Смысл, ценность всегда выше того, к чему эта шкала прилагается. И, если я хочу осмыслить мою смерть, это означает, что я тем самым исповедую, что моя смерть не есть самое главное, что происходит со мною, а есть некое более высокое начало, более высокая ценность, которую я могу приложить к моей смерти, и сквозь мою смерть прозреть нечто более высокое. Если этого не происходит, тогда смерть становится страшной…
Был такой замечательный русский философ — Василий Розанов. У него однажды умер его племянник, довольно молодой. И его сестра пишет Василию Розанову о смерти этого их племянника: «Как страшно он умер: он умер без болезни — внезапно. Так животные умирают — не выболев, не выстрадав своих грехов…». Неслучайно церковь молится: «Избави нас от внезапныя смерти».

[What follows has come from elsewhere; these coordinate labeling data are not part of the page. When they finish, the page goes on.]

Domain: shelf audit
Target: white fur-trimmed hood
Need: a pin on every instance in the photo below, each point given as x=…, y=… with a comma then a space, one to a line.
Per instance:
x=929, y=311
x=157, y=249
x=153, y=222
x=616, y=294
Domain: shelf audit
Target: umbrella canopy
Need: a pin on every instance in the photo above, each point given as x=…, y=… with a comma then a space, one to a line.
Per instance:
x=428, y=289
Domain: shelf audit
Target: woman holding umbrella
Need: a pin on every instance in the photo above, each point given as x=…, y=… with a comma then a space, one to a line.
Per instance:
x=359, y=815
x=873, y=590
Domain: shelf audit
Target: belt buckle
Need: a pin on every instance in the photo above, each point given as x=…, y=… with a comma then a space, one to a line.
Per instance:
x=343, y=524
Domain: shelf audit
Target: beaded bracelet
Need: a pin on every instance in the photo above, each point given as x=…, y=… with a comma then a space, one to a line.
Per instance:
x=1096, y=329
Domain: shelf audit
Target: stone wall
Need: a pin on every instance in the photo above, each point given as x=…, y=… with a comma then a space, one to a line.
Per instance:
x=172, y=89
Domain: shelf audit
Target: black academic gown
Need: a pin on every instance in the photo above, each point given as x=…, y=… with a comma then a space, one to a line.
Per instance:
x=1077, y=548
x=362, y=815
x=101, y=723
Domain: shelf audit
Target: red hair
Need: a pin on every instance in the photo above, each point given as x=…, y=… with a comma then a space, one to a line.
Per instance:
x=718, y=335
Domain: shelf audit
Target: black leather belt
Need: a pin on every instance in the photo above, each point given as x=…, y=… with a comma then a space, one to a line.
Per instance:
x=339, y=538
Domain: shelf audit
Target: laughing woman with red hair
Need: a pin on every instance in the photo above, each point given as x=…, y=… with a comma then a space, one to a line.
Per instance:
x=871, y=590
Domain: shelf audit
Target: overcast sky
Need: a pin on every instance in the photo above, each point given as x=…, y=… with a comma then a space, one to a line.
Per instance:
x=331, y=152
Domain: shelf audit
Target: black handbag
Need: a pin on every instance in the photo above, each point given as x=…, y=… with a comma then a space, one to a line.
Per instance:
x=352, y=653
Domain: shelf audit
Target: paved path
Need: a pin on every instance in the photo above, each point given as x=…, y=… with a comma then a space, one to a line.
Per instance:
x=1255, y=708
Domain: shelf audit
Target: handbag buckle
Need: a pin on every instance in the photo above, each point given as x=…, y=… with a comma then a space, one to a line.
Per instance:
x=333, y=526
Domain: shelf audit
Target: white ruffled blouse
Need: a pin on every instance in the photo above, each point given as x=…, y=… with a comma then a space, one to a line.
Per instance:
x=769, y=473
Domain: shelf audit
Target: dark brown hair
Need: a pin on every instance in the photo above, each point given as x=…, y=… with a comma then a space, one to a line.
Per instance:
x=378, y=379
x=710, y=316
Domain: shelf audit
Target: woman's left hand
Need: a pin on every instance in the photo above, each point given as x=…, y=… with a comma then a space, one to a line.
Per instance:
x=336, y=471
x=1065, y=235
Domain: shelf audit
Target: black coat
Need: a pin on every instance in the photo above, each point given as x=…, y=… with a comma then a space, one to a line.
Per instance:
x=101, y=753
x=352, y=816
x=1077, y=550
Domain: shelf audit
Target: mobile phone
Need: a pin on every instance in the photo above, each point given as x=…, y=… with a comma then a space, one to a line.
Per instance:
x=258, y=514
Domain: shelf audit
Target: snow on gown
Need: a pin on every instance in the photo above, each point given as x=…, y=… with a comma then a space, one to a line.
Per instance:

Очень многое изменилось в современной жизни людей оттого, что изменилось отношение к смерти… Эта тема стала почти неприличной — о ней не принято говорить. Россия — это счастливое исключение, где возможны такие встречи. В западных городах есть предписание, запрещающее траурным процессиям шествовать днём. В канонических протестантских странах покойников хоронят в закрытых гробах — не дай Бог увидеть лицо мёртвого человека. Какое бывает потрясение для англичан, когда они заходят в православный храм и видят наши погребения — когда усопший лежит с открытым лицом. И старые англичане подходят проводить в последний путь какого‑нибудь своего, скажем, русского друга и впервые за долгие годы жизни они видят лицо мёртвого человека. Для них это бывает настоящим потрясением — прежде всего, тем, что это далеко не всегда оказывается так ужасно, как кажется.
Так вот… в прежних культурах, когда наступало время старости, это время воспринималось как время всматривания в будущее — подготовки к смерти. Сегодня старость воспринимается как время борьбы за уходящую молодость — как время борьбы за прошлое, а не за будущее. И это рождает совершенно другое отношение между поколениями: старики перестают быть носителями мудрости. Не просто знания, опыта, а мудрости… Потому что мудрость — это умение оценивать всё в жизни по самой высокой шкале, исходя из самой высокой целесообразности: а перед лицом Бога как мне умирать будет? (Перед лицом Бога что значат эти события или вот эти события?)